Aqui eu não sou homem ou mulher. Sou um adepto do crossdresing. Sou uma Crossdresser - CD ou CDzinha. Desde os 9 anos, adoro lingeries e roupas sexyes. Levo uma vida normal masculina e tenho uma vida clandestina feminina.

Me proponho aqui a falar um pouco de tudo, em especial das Crossdressers, dos transexuais, dos Travestis e da enorme comunidade
LGBT existente em todo o mundo. Um estilo de vida complicado e confuso (para alguns)... Este espaço também se presta para expor a minha indignação quanto ao ódio e preconceito em geral.

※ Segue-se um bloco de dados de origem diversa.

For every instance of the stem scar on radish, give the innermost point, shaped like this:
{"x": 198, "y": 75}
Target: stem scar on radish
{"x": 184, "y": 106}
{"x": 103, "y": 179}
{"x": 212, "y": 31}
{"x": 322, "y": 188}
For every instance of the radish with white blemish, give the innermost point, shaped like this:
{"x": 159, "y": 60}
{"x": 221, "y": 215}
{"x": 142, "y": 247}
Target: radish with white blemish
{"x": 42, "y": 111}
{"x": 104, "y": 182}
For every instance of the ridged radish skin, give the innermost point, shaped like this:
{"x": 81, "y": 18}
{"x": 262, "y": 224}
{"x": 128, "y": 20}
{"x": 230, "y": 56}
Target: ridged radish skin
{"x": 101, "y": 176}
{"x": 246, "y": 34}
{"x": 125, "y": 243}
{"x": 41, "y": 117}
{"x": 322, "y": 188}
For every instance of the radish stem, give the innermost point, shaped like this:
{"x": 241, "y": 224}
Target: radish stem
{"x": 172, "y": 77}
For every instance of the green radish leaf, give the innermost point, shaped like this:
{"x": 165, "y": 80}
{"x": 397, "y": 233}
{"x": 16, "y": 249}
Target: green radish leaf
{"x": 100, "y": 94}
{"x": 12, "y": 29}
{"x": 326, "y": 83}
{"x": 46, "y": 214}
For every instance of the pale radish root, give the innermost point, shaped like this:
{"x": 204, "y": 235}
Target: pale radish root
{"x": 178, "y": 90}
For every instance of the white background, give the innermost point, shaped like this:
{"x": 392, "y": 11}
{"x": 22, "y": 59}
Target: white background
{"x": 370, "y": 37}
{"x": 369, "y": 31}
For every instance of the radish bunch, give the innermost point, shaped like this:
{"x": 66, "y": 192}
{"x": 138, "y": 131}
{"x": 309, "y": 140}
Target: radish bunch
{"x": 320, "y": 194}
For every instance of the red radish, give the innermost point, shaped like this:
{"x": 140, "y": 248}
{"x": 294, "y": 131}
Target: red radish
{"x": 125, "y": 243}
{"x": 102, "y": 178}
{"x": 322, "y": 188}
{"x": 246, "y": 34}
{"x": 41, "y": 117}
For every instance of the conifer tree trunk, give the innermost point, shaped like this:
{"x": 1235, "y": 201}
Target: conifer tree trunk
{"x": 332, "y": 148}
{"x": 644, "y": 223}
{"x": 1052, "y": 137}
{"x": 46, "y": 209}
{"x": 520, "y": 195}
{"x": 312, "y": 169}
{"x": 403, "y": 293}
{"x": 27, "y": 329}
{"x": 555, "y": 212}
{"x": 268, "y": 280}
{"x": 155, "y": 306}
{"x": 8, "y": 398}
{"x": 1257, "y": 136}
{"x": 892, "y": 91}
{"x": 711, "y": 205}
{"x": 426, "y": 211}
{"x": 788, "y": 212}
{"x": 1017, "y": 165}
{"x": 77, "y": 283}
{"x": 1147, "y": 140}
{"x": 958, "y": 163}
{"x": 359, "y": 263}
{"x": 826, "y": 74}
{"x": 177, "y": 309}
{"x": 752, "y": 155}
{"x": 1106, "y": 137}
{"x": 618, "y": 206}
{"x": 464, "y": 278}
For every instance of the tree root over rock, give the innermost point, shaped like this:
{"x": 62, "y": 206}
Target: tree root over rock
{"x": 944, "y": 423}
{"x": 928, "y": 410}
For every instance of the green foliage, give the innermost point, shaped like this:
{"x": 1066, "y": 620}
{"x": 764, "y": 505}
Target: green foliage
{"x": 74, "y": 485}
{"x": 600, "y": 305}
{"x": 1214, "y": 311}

Observo que esse é um blog onde parte do que aqui posto pode ser considerado como orientado sexualmente para adultos, ou seja, material destinado a pessoas maiores de 18 anos. Se você não atingiu ainda 18 anos, ou se este tipo de material ofende você, ou ainda se você está acessando a internet de algum país ou local onde este tipo de material é proibido por lei, NÃO siga 'navegando'.

Sou um Crossdresser {homem>mulher} casada {com mulher - que nada sabe} e não sou um 'pedaço de carne'.

Para aqueles que eventualmente perguntam sobre o porque do termo 'Crossdresser GG', eu informo que lógico que o termo trata das minhas medidas. Ja que de fato visto 'GG'. Entretanto alcunhei que 'GG' de Grande e Gorda, afinal minhas medidas numéricas femininas para Blusas, camisetas e vestidos são tamanho: 50 e Calças, bermudas, shorts e saias são tamanho: 50.